2.5. Perubahan Sosial Masyarakat Suku Bima
            Dalam perkembangannya Budaya rimpu merupakan cara berpakaian yang merupakan ciri khas masyarakat Bima.Rimpu bagi kaum wanita di Bima dibedakan sesuai status. Bagi gadis, memakai Rimpu Mpida—yang artinya seluruh anggota badan terselubung kain sarung dan hanya mata yang dibiarkan terbuka. Ini sama saja dengan penggunaan cadar pada kaum wanita muslim. Caranya, sarung yang ada dililit mengikuti arah kepala dan muka kemudian menyisakan ruang terbuka pada bagian mata. Sedangkan bagi kaum wanita yang telah bersuami memakai Rimpu Colo. Dimana bagian muka semua terbuka. Caranya pun hampir sama. Sedangkan untuk membuat rok, sarung yang ada cukup dililitkan pada bagian perut dan membentuknya. Perempuan-perempuan Bima enggan untuk keluar rumah jika tidak mengenakan Rimpu, ia tidak saja budaya tapi implementasi dari syariat islam.




BAB III
PENUTUPAN
Kesimpulan

1.      Suku Bima sangat menghormati peninggalan sejarah dan budaya dalam kehidupan mereka.
2.      Sistem organisasi sosial yang terdapt disuku bima cukup menarik untuk diketahui, yaitu, kedudukan kaum perempuan dan kaum pria sangat menaati agama
3.      Kelompok bangsawan yang sudah modern adalah mereka yang sudah mau membuka diri dengan lingkungannya dalam kehidupan sehari-hari, terutama di dalam kehidupan lingkungan pekerjaan.







DAFTAR PUSTAKA
Henri Chambert-Loir, Kerajaan Bima dalam Sastra dan Sejarah, Jakarta, Kepustakaan Populer Gramedia, 2004.
M.Hilir Ismail , Sejarah Kebudayan Masyarakart Bima. Mataram : Lengge Press, 2005.
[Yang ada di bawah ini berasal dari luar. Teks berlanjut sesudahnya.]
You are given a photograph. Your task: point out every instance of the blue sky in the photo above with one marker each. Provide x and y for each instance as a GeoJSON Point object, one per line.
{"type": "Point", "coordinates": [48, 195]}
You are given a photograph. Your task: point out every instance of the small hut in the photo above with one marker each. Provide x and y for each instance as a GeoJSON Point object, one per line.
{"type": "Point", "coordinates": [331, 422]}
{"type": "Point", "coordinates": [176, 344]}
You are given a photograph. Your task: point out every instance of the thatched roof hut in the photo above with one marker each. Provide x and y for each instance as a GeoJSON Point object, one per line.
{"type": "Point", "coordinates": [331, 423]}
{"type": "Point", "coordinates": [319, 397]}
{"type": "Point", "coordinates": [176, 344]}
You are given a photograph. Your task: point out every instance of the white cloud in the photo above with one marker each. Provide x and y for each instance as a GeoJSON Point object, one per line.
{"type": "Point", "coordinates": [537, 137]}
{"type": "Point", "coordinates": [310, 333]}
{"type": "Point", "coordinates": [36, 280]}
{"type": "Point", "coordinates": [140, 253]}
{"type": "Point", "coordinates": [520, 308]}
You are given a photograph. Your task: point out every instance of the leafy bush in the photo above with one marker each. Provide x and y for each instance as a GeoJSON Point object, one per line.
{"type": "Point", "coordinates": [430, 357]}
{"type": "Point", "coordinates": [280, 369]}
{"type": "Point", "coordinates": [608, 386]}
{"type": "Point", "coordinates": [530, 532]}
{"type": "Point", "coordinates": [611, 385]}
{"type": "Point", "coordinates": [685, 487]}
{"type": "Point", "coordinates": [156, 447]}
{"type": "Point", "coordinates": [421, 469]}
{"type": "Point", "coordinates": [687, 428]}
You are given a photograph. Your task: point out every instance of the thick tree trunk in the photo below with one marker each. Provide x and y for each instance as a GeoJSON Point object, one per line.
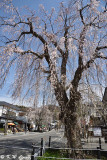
{"type": "Point", "coordinates": [70, 117]}
{"type": "Point", "coordinates": [72, 131]}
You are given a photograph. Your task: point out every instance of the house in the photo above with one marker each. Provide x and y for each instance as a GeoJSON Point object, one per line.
{"type": "Point", "coordinates": [12, 115]}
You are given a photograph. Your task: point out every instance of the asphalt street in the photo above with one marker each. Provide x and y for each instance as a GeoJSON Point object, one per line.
{"type": "Point", "coordinates": [19, 147]}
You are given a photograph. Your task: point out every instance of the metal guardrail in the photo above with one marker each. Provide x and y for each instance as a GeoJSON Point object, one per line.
{"type": "Point", "coordinates": [41, 149]}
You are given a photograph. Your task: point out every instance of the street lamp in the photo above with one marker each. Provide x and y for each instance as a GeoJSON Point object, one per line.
{"type": "Point", "coordinates": [25, 124]}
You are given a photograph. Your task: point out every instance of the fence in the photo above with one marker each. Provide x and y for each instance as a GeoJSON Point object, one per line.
{"type": "Point", "coordinates": [38, 151]}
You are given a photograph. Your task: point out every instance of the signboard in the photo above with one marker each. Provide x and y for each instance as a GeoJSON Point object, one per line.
{"type": "Point", "coordinates": [97, 131]}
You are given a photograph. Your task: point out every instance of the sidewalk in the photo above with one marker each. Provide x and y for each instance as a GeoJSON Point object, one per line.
{"type": "Point", "coordinates": [17, 133]}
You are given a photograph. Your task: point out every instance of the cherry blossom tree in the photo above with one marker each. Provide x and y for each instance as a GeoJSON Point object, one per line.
{"type": "Point", "coordinates": [61, 49]}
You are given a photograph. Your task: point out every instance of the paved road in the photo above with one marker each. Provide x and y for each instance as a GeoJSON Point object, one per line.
{"type": "Point", "coordinates": [19, 147]}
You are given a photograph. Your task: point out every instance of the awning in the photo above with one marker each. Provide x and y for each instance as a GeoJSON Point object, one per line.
{"type": "Point", "coordinates": [12, 124]}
Malik Hasan Mahmud , Gusu Waru. Mataram : Lengge Press, 2009.
Nurfati , Mengenal Budaya Rimpu Pada Perempuan Bima Bima: 2010 ( tidak di terbikan makalah pada diskusi kebudayaan yang di selenggarakan oleh forum perempuan Bima).
Siti Mariam , Hukum Adat Dan Undang-Undang Bandar Bima. Mataram: Lengge 2004.